Crunch Time: Why Apples Are Great For Runners

Core blimey! Apples are cancer-curbing and immune-boosting

apples for runners

What are they?

The fruit of the unoriginally named apple tree, apples have been cultivated for thousands of years. And with over 7,500 known varieties, there’s plenty of choice: from the crisp Cox to the plucky Pink Lady.

Over 63 million tonnes of apples are produced worldwide, with China accounting for 40% of that total.

What do I do with them?

Bite, bake, blend, boil, stew, slice, dice, fry or ferment; the humble apple is versatility itself. Scientists at the Institute of Food Research, however, have suggested that apples are best eaten with another superfood: green tea.
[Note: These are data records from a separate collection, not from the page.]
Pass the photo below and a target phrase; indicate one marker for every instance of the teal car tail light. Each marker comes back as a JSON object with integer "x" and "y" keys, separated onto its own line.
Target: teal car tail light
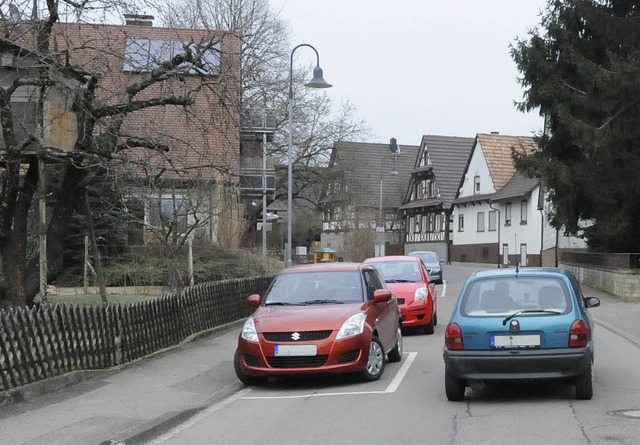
{"x": 453, "y": 337}
{"x": 579, "y": 334}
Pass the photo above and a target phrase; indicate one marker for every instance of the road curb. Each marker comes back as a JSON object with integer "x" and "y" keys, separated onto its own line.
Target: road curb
{"x": 166, "y": 422}
{"x": 627, "y": 336}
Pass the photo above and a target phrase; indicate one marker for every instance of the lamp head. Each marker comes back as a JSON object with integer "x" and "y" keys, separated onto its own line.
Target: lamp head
{"x": 318, "y": 80}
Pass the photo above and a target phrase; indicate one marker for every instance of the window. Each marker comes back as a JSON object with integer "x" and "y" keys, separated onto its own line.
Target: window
{"x": 144, "y": 55}
{"x": 480, "y": 221}
{"x": 417, "y": 225}
{"x": 493, "y": 220}
{"x": 169, "y": 211}
{"x": 507, "y": 214}
{"x": 423, "y": 192}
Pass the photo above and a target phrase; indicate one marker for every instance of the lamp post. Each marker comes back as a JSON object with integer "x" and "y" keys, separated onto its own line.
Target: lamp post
{"x": 394, "y": 172}
{"x": 317, "y": 82}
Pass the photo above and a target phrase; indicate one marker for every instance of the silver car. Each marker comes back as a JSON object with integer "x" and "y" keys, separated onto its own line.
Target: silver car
{"x": 433, "y": 263}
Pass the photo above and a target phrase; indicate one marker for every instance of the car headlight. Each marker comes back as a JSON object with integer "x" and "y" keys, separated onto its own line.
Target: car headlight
{"x": 249, "y": 331}
{"x": 353, "y": 325}
{"x": 421, "y": 294}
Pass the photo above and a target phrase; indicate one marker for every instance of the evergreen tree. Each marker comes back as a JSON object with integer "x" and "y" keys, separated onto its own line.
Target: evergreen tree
{"x": 581, "y": 69}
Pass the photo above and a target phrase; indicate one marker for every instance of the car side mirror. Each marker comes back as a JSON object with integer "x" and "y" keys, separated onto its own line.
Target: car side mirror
{"x": 592, "y": 302}
{"x": 253, "y": 300}
{"x": 381, "y": 295}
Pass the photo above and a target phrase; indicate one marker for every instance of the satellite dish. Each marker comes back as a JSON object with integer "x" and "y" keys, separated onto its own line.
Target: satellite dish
{"x": 393, "y": 146}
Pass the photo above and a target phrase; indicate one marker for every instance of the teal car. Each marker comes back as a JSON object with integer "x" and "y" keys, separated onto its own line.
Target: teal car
{"x": 518, "y": 325}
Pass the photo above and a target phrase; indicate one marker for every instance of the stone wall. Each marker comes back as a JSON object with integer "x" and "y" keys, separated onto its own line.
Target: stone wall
{"x": 623, "y": 283}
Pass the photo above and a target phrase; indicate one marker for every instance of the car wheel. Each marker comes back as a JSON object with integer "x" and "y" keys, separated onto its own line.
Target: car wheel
{"x": 395, "y": 355}
{"x": 429, "y": 328}
{"x": 375, "y": 362}
{"x": 584, "y": 384}
{"x": 248, "y": 380}
{"x": 454, "y": 387}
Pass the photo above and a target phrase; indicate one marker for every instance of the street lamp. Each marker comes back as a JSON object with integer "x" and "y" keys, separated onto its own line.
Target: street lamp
{"x": 394, "y": 172}
{"x": 317, "y": 82}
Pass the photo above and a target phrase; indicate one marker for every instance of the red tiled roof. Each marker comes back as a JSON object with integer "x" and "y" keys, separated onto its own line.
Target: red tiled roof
{"x": 497, "y": 152}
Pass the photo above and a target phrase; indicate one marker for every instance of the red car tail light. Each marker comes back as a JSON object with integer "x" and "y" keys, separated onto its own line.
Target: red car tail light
{"x": 453, "y": 337}
{"x": 579, "y": 334}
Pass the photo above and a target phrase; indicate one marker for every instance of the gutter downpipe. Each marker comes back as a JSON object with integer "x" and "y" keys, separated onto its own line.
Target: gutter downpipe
{"x": 498, "y": 224}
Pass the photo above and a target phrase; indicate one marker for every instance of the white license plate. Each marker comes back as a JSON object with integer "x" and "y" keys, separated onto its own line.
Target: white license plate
{"x": 515, "y": 341}
{"x": 290, "y": 350}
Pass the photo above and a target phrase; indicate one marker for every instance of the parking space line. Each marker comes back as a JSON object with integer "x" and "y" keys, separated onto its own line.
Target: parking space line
{"x": 401, "y": 373}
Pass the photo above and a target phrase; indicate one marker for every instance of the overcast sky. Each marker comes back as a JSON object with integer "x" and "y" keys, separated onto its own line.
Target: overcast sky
{"x": 416, "y": 67}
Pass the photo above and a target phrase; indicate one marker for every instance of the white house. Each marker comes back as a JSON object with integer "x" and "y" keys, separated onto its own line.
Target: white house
{"x": 499, "y": 216}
Natural antioxidants in both are thought to blend together and block the growth of a molecule called called endothelial growth factor, which can contribute to a hardening of the arteries and therefore an increased risk of heart attack or stroke.

Why are they good for my health?

There are several good reasons ‘an apple a day keeps the doctor away’. Apples are, for instance, rich in plant-based nutrients that are thought to reduce the risk of many cancers.

Their high-fibre content – one medium-sized apple contains around four grams – is also thought to slow the effects of Alzheimers-related aging on the brain, and red apples, specifically, contain the immune-boosting antioxidant quercetin.